Much of the history of Little Dunmow Priory was unremarkable, but in 1369, canon William de Stoke was arrested for counterfeiting the king's money.

Never large nor rich, Little Dunmow Priory, assessed at around £150, came under the Suppression of Religious Houses Act 1535 and was closed down. Its lands were given to Robert Radcliffe, 1st Earl of Sussex.

Although the monastic complex was destroyed, the lady chapel is still in use today as the parish church.

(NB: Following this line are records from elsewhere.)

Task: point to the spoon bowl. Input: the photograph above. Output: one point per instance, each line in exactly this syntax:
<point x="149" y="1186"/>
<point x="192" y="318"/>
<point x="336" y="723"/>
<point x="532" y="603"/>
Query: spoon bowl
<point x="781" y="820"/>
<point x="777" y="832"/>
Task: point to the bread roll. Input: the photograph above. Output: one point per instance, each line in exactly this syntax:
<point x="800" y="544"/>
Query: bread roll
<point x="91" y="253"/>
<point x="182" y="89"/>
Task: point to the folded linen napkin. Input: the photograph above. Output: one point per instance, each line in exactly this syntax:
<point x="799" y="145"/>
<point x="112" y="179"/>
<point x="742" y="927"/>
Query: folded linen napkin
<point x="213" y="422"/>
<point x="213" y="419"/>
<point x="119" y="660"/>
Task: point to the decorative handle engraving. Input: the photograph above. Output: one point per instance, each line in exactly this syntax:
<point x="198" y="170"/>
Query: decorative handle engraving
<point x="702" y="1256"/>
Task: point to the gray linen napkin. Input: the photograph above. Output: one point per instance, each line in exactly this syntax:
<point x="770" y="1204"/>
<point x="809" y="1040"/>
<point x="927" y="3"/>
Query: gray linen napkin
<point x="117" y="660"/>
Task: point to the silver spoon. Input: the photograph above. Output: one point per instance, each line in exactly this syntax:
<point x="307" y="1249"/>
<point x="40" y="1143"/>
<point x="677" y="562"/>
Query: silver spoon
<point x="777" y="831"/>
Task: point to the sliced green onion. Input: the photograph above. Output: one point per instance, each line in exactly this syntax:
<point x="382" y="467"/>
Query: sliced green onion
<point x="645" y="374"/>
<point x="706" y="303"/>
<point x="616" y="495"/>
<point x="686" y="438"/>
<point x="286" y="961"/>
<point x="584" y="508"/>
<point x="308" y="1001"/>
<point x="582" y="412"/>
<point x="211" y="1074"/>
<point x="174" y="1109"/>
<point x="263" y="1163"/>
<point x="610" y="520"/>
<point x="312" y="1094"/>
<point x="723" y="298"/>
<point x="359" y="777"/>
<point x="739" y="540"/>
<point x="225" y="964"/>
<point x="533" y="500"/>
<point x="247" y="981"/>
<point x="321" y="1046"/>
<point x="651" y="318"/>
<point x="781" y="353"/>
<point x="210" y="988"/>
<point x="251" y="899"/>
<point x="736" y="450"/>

The plan of the priory was determined by excavation in 1913 and 1914.

== Burials in the priory church==
- Walter Fitz Robert (c. 1124–1198), 2nd Lord of Little Dunmow, Essex
- Robert Fitzwalter (died 9 December 1235), feudal baron of Little Dunmow, Essex
- Walter of Bibbesworth (1235–1270), English knight and Anglo-Norman poet.
- Aveline FitzJohn FitzGeoffrey (1235–1274), wife of Sir Walter de Burgh, Earl of Ulster
- John FitzWalter, 2nd Baron FitzWalter (1315–1361)
- Walter FitzWalter, 7th Baron FitzWalter (1400–1431)

According to local legend, it is the resting place of Maid Marian.